I was in a discussion with some industry peers recently and it went a little like this: what do you do for disaster recovery planning in an isolated environment like New Zealand? Do you utilise the cloud or rely on redundancy through replication? What about remote working or standby locations?
The conclusion of the discussion was that there was a lot to think about and some serious planning is required. This task falls to the enterprise CIO or IT Risk Officer depending on the size of the organisation. Those enterprises that outsource will rely on the IT partner to supply this solution and execution; however many will derive this requirement internally, then outsource the execution of the DR plan.
This topic is not the most sexy or interesting within the IT world. Surely the new iPad or notebook is more fun. However for a business to survive an event or disaster, this topic has to be addressed. If not addressed, in over 60% of cases, an enterprise will not survive an IT disaster.
CIOs often miss the vital step of working out the enterprise’s disaster recovery requirements. This calculation allows the business to set what is an unacceptable outage. Without performing this calculation, CIOs run ahead and assume what the business would accept and build accordingly. This results in a significant overspend or under-delivery of the solution and is not specifically catering for the enterprise’s requirements.

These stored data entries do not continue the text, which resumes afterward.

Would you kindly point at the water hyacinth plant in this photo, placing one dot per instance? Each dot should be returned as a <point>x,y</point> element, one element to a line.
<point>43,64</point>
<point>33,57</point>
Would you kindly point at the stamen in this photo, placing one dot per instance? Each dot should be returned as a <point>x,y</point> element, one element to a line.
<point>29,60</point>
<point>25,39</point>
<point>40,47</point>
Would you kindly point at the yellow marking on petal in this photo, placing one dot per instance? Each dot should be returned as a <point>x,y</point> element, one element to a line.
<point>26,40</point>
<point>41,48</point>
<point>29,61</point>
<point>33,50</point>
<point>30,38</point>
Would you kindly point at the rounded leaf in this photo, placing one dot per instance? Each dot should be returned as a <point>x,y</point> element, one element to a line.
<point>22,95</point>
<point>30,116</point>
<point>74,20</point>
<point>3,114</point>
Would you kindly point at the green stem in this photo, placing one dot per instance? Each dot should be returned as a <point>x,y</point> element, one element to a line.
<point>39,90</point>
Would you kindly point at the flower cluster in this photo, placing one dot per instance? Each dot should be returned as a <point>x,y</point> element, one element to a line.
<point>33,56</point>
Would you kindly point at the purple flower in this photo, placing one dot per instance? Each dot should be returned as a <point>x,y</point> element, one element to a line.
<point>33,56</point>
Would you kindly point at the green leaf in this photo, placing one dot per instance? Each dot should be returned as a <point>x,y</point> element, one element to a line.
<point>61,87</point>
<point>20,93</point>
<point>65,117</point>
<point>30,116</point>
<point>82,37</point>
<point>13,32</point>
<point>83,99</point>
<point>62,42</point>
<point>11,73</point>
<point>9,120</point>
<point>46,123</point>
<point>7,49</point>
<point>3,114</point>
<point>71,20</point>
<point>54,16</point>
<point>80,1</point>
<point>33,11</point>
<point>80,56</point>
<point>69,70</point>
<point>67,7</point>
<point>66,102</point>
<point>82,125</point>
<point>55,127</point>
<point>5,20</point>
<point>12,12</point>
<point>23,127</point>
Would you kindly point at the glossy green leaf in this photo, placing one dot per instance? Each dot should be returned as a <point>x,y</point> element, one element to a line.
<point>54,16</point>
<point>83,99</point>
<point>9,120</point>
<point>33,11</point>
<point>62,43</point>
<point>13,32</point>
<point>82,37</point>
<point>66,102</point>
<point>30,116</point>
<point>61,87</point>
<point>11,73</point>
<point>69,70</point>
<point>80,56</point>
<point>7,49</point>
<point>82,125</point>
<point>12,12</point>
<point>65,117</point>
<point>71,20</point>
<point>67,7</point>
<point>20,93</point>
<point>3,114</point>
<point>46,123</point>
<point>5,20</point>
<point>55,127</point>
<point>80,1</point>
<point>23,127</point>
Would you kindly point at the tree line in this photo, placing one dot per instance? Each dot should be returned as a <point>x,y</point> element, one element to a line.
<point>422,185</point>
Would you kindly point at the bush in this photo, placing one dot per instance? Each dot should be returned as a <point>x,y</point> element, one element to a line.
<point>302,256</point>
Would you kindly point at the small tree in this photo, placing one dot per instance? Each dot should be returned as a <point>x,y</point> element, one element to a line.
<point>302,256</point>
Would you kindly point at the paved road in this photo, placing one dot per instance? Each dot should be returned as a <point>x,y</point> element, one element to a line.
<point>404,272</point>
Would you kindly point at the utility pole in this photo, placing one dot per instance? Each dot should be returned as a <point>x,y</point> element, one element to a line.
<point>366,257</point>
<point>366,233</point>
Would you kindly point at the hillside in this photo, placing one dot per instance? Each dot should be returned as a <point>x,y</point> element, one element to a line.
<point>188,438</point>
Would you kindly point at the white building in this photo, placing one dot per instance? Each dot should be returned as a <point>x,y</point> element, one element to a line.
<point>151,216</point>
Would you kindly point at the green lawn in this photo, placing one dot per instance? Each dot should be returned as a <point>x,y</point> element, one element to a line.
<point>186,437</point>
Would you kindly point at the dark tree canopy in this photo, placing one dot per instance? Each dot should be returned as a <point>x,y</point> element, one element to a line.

By way of example, an enterprise that has $200,000 of revenues per day on a high transaction count requires significantly more investment to protect those revenues than an enterprise that has revenues of $15,000 per day with a few transactions. Then the business must set what the RTO and RPO are for the business. The Recovery Time Objective (RTO) is quite a wordy way of saying that the business can be down and not trading for X hours/days, but probably not weeks in today’s environment.
There is one other critical calculation that is also required to be extracted from the enterprise. This is the Recovery Point Objective (RPO). The RPO defines how much time/data can be lost and be acceptable. By way of example, if the entire information system and infrastructure is lost for the enterprise, how long is acceptable to have been lost in the information gathering, i.e. how far back is OK to restore to – 15 minutes, three hours or four days? This will allow the CIO or engineer to define the system that is backing up or replicating the IT systems.
There is the ability to replicate servers and the information across the WAN, to the cloud, to perform incremental backups, image servers, perform real-time replication at the physical and virtual layers. The point being that the technology to design and implement an effective disaster recovery solution is with us, however understanding the business requirements will derive the solution required specifically.
I have been involved in my career in designing such disaster recovery or business continuity plans, and the plans derived from the business are always more accurate than assumptions made by the CIOs. I have seen a virus bring the Corporation of London’s 3000-user network to a standstill for over a week and a dentistry practice lose all patient records with minimal recovery, thus losing many patients and the associated revenues. In contrast to this I have also been lucky enough to design and implement systems that have saved extraordinary time and effort with clean and very well executed recoveries. The key to these successes was always testing the plan, to inspect what you expect!